May 31, 2017:  Did you know that since the movie Titanic debuted in 1997, worldwide populations of monarch butterflies have declined 90 percent? What is the connection between the two? Absolutely zero, but it shows how much can change in just 20 years! Things are very grave in 2017 for monarchs and all butterflies.

Aside from being lovely to look at, why are butterflies important? Butterflies are important pollinators--they help plants reproduce by spreading around the pollen that adheres to their bodies as they feed on nectar. After bees/wasps and flies, butterflies (and moths) are the third most prolific pollinators. In addition, butterflies play a major role in the food chain--they are a source of food for small animals like birds and bats, which in turn help control pests (like mosquitos) in our environment.

Butterflies are also considered by scientists to be an important "indicator species." They are so sensitive to chemicals and pollutants that their presence in an environment indicates that a wide range of invertebrates necessary for a healthy ecosystem is there too. In this way, butterflies let us know if our surroundings are healthy--not just for other insects, birds, and animals to inhabit, but healthy for humans to live in as well. 

What can we do to help boost the population of butterflies? Here are some easy steps you can take to help these important insects thrive in your own backyard!

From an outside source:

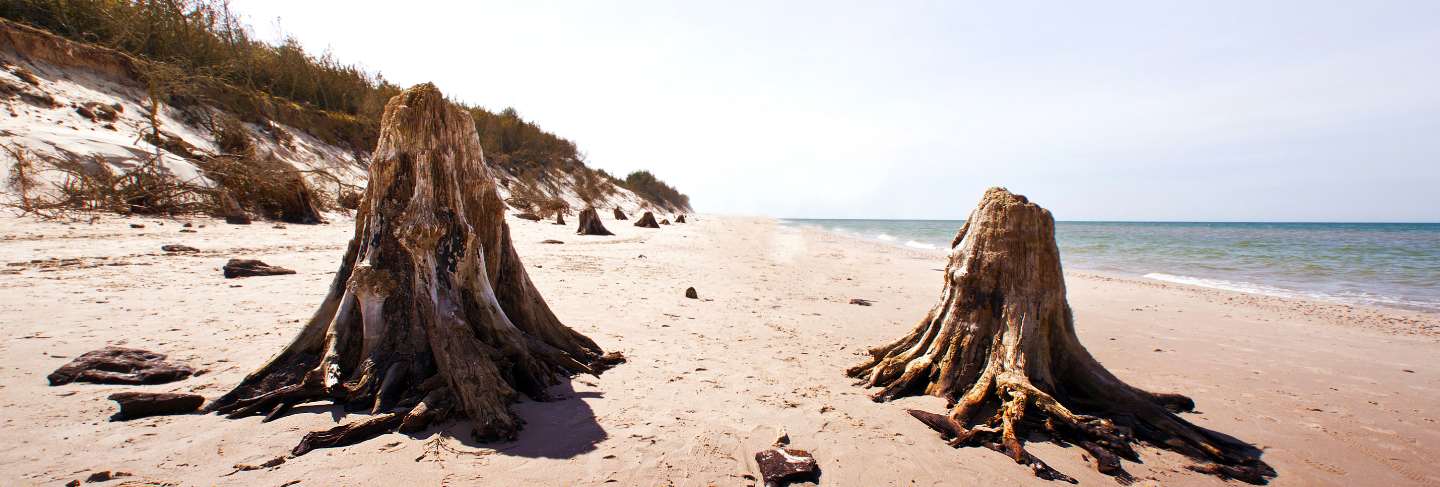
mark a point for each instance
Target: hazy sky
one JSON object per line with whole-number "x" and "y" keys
{"x": 1098, "y": 110}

1. Don't use pesticides anywhere on your property. Butterflies are insects. Common insecticides that gardeners use on lawns kill butterflies (and bees! In fact, the insecticide Roundup is so strong that it can also kill songbirds). Also, skip the herbicide and use non-toxic weed-control methods that won't harm wildlife--try using horticultural oils for the weeds and beneficial insects like ladybugs and nematodes to gobble up the insects you don't want. Eat organic whenever you can.

2. Plant milkweed (and other "host plants"). Milkweed is a "host plant" for monarch butterflies--in other words, it is the only plant that a monarch butterfly will lay its eggs on and the only plant that monarch caterpillars will eat. The World Wildlife Fund and other organizations blame much of the drastic decline in the monarch butterfly population on the disappearance of milkweed plants that has occurred with the expansion of genetically modified crops and the heavy use of pesticides and herbicides. 

You can help encourage the survival of monarch butterflies by planting milkweed in your garden and by planting native host plants that other butterflies depend on, such as birch, ash, oak, and tulip trees, false indigo, sunflowers, violets, switch grass, and sedge.

3. Plant butterfly "food." These are native shrubs and trees like rhododendron, viburnum, and spicebush and perennials like catmint, asters, phlox, purple coneflowers, black-eyed Susans, goldenrod, and Joe Pye weed that provide the nectar-filled flowers on which butterflies feed.

4.  Give them water. Although tree sap, nectar, and dew give butterflies most of the moisture they need, water in shallow dishes will help them to be even healthier. To create "puddling stations," fill a shallow plant saucer (or pie tin) with some sand or gravel. Bury the dish to its lip in the soil in your garden, preferably near some butterfly-loving plants. Fill the dish with water, and replenish it as needed (daily when the weather gets hot). You can place some overripe fruit and a pinch of natural sea salt in the dish weekly to give the butterflies additional minerals.

5. Leave some part of your yard "wild." Dead trees and branches, piles of leaves, tangled vines--all of these "messy" elements provide shelter from the wind and rain for butterflies. If you keep the edges of your property a bit wild and messy, perhaps hidden by shrubs, you will benefit butterflies, birds, and other wild creatures by providing the coverage they need to survive.